# Compatability and swim level question



## Rodzilla (Jul 4, 2008)

I am looking to get some middle level swimmers for my tank once the Gourami's I got tricked into buying are given away. Currently I have a lot of top swimmers (guppys, danios). I have neon Tetras that fill the mid portion of the tank out but for the most part its pretty bare. What types of fish are good to swim in that section? (Its on my to do list after the plants)


----------



## duffgrot (Jul 4, 2008)

Rasboras are a lovely addition to any tank. Trigonostigma heteromorpha (Harlequin Rasbora) are a mid-level swimming fish that are a great schooling fish. They stay relatively small, very peaceful and easy to keep.
http://www.aquahobby.com/gallery/e_rasbora.php


----------



## Katalyst (Jul 29, 2007)

Here's a link to a chart that lists community fish by swimming level.
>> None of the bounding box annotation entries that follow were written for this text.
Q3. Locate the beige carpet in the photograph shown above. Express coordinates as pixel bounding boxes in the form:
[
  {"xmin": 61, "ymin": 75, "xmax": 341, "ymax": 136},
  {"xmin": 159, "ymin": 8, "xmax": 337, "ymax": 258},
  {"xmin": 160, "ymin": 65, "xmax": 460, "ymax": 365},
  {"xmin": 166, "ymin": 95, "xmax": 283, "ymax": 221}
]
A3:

http://freshaquarium.about.com/cs/beginnerinfo/a/fishlevels.htm


----------



## twoheadedfish (May 10, 2008)

bookmarked! thanks kat. great link.


----------



## Chris S (Dec 19, 2007)

Why not just add some more neon tetras? They will love a bigger school and it will help you fill in your mid-section.


----------



## ameekplec. (May 1, 2008)

Rummy-nose tetras are also a great addition to any tank, will school, are mid level swimmers, and their red noses serve as stress indicators (they turn dull when they are stressed) which can help with controlling water quality issues.

But I also agree that the neons would probably appreciate a larger school.


----------